Scientists had their first close-up look at Phoebe when Cassini began exploring the Saturn system in 2004. Using data from multiple spacecraft instruments and a supercomputer model of the moon's chemistry, geophysics and geology, scientists found Phoebe was a so-called planetesimal, or remnant planetary building block. The findings appear in the April issue of the Journal Icarus.

"Unlike primitive bodies such as comets, Phoebe appears to have actively evolved for a time before it stalled out," said Julie Castillo-Rogez, a planetary scientist at NASA's Jet Propulsion Laboratory (JPL) in Pasadena, Calif. "Objects like Phoebe are thought to have condensed very quickly. Hence, they represent building blocks of planets.
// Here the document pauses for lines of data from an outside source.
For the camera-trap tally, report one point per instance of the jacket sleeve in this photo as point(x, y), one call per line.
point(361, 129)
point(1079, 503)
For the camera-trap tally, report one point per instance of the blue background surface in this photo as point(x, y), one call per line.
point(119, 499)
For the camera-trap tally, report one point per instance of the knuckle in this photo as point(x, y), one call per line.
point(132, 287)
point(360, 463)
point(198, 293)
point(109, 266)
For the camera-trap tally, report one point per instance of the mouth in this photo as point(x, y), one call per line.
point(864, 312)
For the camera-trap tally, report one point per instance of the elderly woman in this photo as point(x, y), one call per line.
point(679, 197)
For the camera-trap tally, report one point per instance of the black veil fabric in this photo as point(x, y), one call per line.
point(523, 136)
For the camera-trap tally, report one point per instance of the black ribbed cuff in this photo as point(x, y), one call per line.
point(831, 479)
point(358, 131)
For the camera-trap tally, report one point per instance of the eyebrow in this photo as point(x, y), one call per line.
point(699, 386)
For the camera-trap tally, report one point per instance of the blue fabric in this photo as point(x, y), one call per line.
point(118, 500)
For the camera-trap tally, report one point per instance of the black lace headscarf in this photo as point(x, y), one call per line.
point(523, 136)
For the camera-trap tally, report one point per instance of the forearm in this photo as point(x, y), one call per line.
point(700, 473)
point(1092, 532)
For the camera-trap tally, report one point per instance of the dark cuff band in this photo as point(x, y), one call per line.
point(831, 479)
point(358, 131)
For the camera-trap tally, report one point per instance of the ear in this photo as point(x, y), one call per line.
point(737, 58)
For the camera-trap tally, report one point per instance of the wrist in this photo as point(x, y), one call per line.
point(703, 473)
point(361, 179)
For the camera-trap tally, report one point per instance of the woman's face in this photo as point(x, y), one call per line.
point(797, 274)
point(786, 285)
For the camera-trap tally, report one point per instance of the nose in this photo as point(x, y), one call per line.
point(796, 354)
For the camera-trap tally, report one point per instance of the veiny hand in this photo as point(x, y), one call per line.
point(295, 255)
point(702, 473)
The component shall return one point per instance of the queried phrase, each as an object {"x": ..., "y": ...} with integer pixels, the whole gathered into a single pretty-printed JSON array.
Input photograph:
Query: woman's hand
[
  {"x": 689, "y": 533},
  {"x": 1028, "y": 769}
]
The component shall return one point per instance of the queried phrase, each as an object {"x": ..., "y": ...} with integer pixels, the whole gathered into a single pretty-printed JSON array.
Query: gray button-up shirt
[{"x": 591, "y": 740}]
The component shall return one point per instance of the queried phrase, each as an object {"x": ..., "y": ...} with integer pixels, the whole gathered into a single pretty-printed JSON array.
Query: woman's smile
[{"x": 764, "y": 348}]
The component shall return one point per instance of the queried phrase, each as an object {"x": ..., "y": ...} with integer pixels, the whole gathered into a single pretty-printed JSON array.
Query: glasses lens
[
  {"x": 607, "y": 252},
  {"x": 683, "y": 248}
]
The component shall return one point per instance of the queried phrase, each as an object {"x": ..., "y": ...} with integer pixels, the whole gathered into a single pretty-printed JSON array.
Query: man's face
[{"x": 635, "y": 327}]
They give scientists clues about what conditions were like around the time of the birth of giant planets and their moons."

Cassini images suggest Phoebe originated in the far-off Kuiper Belt, the region of ancient, icy, rocky bodies beyond Neptune's orbit. Data show Phoebe was spherical and hot early in its history, and has denser rock-rich material concentrated near its center. Its average density is about the same as Pluto, another object in the Kuiper Belt. Phoebe likely was captured by Saturn's gravity when it somehow got close to the giant planet.

Saturn is surrounded by a cloud of irregular moons that circle the planet in orbits tilted from Saturn's orbit around the sun, the so-called equatorial plane. Phoebe is the largest of these irregular moons and also has the distinction of orbiting backward in relation to the other moons. By comparison, Saturn's large moons appear to have formed from gas and dust around the planet's equatorial plane and orbit in that same plane.

"By combining Cassini data with modeling techniques previously applied to other solar system bodies, we've been able to go back in time and clarify why Phoebe is so different from the rest of the Saturn system," said Jonathan Lunine, a co-author on the study and a Cassini team member at Cornell University.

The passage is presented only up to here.